“幸好草民记得相爷事先嘱咐过,不能让大小姐受伤,草民才察觉,此事不对劲。”
“太坏了。”
周瑞帝:“......”
他感到匪夷所思,此人是何处招揽的人才?
于是扭头看竹恙,“此话当真?”
竹恙点头:“回禀陛下,我等听令调遣,这行人手中有相爷的令牌,不像作假,这才出现了此番乌龙。”
都到这个份儿上了,竹恙也得努力将自己摘出去,避免再挨一顿板子。
“幸好草民心生疑虑,不敢下死手。”
“敢问韩相,”楚槐此时掏出令牌,双手奉上给了太监,转而询问韩渊,“此令牌是真是假?”
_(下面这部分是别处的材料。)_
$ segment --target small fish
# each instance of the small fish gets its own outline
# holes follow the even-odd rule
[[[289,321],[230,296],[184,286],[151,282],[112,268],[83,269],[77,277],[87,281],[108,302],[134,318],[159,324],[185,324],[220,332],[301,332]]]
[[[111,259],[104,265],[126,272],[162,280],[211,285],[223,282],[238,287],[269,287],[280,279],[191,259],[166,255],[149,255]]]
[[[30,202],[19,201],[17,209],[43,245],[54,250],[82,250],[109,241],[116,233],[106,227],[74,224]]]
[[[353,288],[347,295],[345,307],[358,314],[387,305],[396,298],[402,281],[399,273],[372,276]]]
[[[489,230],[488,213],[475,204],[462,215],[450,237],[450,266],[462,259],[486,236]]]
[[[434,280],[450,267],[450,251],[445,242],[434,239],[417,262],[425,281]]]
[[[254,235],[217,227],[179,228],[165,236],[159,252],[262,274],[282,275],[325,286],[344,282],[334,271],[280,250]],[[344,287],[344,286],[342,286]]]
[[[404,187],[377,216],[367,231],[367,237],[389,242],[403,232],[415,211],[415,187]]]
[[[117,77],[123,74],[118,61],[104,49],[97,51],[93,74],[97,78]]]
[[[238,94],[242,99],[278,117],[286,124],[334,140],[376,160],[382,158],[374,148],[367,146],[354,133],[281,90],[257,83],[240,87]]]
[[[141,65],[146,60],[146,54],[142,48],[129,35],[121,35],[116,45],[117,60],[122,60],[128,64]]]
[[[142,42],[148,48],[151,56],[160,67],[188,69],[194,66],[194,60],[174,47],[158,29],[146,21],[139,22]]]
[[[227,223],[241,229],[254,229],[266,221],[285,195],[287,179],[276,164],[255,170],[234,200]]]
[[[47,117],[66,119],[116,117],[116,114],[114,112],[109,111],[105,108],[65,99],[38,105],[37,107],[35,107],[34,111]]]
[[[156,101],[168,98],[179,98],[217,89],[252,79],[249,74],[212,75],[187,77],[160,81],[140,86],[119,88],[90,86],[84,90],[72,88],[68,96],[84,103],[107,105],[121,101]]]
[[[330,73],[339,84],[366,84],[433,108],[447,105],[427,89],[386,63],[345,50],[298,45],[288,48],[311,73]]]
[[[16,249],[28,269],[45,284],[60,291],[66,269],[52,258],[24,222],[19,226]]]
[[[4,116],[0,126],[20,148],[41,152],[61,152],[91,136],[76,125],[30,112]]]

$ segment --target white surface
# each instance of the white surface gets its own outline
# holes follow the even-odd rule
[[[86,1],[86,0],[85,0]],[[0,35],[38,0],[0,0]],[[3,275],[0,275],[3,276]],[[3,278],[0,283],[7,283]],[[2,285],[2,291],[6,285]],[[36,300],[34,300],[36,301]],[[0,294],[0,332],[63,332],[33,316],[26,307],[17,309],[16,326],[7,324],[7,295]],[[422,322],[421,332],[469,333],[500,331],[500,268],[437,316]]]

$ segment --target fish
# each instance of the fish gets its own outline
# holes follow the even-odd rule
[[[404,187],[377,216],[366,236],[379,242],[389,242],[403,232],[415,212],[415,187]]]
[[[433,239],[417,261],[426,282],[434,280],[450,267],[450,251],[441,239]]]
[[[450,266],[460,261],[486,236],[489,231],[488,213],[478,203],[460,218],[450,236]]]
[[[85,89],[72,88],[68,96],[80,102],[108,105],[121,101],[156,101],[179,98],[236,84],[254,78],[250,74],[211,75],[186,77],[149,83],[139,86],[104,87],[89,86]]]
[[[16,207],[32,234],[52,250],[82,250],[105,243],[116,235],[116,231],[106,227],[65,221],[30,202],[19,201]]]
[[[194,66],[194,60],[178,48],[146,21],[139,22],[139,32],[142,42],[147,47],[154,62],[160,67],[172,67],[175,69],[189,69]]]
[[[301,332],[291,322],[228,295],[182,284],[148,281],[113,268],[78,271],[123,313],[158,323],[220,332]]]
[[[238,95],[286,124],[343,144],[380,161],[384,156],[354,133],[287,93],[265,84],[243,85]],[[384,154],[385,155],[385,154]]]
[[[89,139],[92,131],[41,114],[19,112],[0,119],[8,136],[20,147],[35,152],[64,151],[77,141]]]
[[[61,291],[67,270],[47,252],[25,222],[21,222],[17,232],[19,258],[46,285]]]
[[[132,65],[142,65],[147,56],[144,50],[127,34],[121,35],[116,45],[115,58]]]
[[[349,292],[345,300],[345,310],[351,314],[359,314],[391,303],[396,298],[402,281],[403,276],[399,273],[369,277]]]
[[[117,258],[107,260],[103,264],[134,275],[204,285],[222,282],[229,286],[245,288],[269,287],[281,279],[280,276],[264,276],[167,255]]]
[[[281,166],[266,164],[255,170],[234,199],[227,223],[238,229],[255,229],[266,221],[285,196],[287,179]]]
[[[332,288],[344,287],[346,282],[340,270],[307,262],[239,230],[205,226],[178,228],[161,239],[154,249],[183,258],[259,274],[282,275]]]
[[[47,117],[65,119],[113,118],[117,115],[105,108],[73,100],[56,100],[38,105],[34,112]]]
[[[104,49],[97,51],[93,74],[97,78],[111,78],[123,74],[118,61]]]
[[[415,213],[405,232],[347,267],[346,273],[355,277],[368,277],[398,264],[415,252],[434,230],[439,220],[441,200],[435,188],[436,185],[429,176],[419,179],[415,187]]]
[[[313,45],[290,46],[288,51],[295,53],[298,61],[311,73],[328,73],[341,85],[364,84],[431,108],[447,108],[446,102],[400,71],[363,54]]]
韩渊等着太监拿来,放到手上装模作样的端倪了一下,说,“是真的。”
“不过这个令牌,昨日无端丢失,看来府中有奸人作祟。”
韩贵妃听言,脸色彻底变了。
她都不敢相信自己听到了什么。
“韩贵妃,”周瑞帝一出声。
韩贵妃便条件反射的颤声道,“不是臣妾,臣妾一直在宫中,怎么可能——”
“朕说了是你吗?”周瑞帝沉声道,“你到底在畏惧什么?”
“呵。”
这一声冷笑,大概是已有定夺。
“到底是不是你,不如听一听刺客的招供。”
韩贵妃心如死灰。
她进宫的这两年来,不说日日得宠,陪着皇帝的时间比后宫那些女人都多。
哪里不晓得周瑞帝什么音调代表什么情绪。
几个被黑衣人趴在地上,如实招供,“我等是奉孙大人之命,协助贵妃娘娘在围猎时混进猎场,取韩大小姐韩容忬之命。”
周瑞帝故意问,“哦?哪个孙大人?”
黑衣人道:“前吏部侍郎,孙茂孙大人。”
话音一落。
上一刻还算平稳的周瑞帝,直直的掀翻了桌子,桌案上已经被摔得差不多,轻上一些。
周瑞帝如此大的力气,整个桌子重重的垂落在韩贵妃和容忬的面前。
压根不管这玩意儿会不会伤着人家姑娘的花容月貌。
容忬反应快,往翟青祤那边挤了一下。
韩贵妃被砸到了手,惨叫了一声。
“陛下息怒。”在场的臣子们接连趴跪在地上。
周瑞帝的胸膛起伏了一会儿,目光从那些跪着的臣子、刺客面上扫过,最后落在韩贵妃身上。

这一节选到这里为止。